Tributes, criticism and some notably tasteless reactions greeted the news yesterday of the death from cancer of the last president of the apartheid era, F W de Klerk.

Widely credited with triggering the end of apartheid by unbanning the African National Congress (ANC) and other restricted organisations in 1990 and launching all-race negotiations, De Klerk went on to serve under the first democratically elected president, Nelson Mandela, in the post-1994 Government of National Unity.

Critics on opposite sides of the political spectrum accused him, variously, of caving in to ANC demands, and failing to fully atone for apartheid atrocities.

Most historians agree that his announcements of 2 February 1990 and his commitment to a negotiated political settlement over the next few years were pivotal to the relatively stable transition to democracy in 1994.

His role in various senior capacities in successive National Party (NP) governments has long drawn critics’ attention, and appears to be central to comments yesterday from the likes of EFF leader Julius Malema – who tweeted ‘Thank you God’ at the news of his death – and Dudu Zuma-Sambudla, who tweeted: ‘It’s A Wonderful Day To Be Alive Today.’
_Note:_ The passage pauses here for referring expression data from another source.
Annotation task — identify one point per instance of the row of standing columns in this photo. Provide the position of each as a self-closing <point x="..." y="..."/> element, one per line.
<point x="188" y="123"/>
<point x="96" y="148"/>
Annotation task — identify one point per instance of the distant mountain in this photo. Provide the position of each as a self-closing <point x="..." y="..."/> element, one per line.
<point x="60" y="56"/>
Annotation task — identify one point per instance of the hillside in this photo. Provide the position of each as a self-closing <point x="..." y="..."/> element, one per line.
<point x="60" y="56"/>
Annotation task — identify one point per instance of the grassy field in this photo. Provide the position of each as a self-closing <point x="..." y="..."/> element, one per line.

Frederik Willem de Klerk, the son of an NP senator and minister, trained as a lawyer, entering Parliament in 1972. He gained his first Cabinet appointment under Prime Minister John Vorster, and thereafter occupied various portfolios, including Minister of National Education.

In early 1989, De Klerk emerged the winner in a round of caucus voting as leader of the NP, following incumbent President P W Botha’s resignation as party leader. In the months that followed, Botha came under increasing pressure from within the party to resign as head of state. De Klerk succeeded him, and, in the new year, set the party and the country on a markedly altered course by declaring the government willing to negotiate an end to apartheid.
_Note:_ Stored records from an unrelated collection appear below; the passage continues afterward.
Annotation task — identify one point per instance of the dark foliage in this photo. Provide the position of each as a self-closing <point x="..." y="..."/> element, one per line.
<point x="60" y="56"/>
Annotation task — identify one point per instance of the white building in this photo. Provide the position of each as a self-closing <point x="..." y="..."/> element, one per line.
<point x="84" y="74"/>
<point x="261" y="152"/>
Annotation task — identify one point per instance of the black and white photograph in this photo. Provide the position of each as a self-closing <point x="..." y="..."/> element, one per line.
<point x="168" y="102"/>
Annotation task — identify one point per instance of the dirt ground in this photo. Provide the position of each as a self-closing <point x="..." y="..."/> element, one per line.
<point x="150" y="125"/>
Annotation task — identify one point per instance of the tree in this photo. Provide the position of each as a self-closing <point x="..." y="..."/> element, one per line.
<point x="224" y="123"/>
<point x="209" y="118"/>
De Klerk played a key role in the political settlement that emerged from the four years of talks, and was appointed as a second deputy president, with Thabo Mbeki, under Nelson Mandela in the country’s first democratic administration.
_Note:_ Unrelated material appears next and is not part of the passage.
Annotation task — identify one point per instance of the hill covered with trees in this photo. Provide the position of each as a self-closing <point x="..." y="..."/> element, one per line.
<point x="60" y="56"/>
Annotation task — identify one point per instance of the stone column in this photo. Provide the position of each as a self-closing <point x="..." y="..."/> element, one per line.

The 1993 Nobel Peace Prize was jointly awarded to De Klerk and Mandela.

De Klerk latterly led his party out of the Government of National Unity in June 1996, and retired from politics a little over a year later, in August 1997.

Thereafter, he was active in the foundation launched in his name, and was outspoken in warning of the consequences of policy failures, political mismanagement and corruption.

De Klerk is survived by his second wife Elita (68), whom he married in November 1998, son Jan (57) and daughter Susan (52). His son Willem died of cancer in October 2020 at the age of 53. His former wife, Marike, whom he divorced in 1998, was murdered at the age of 64 in 2001.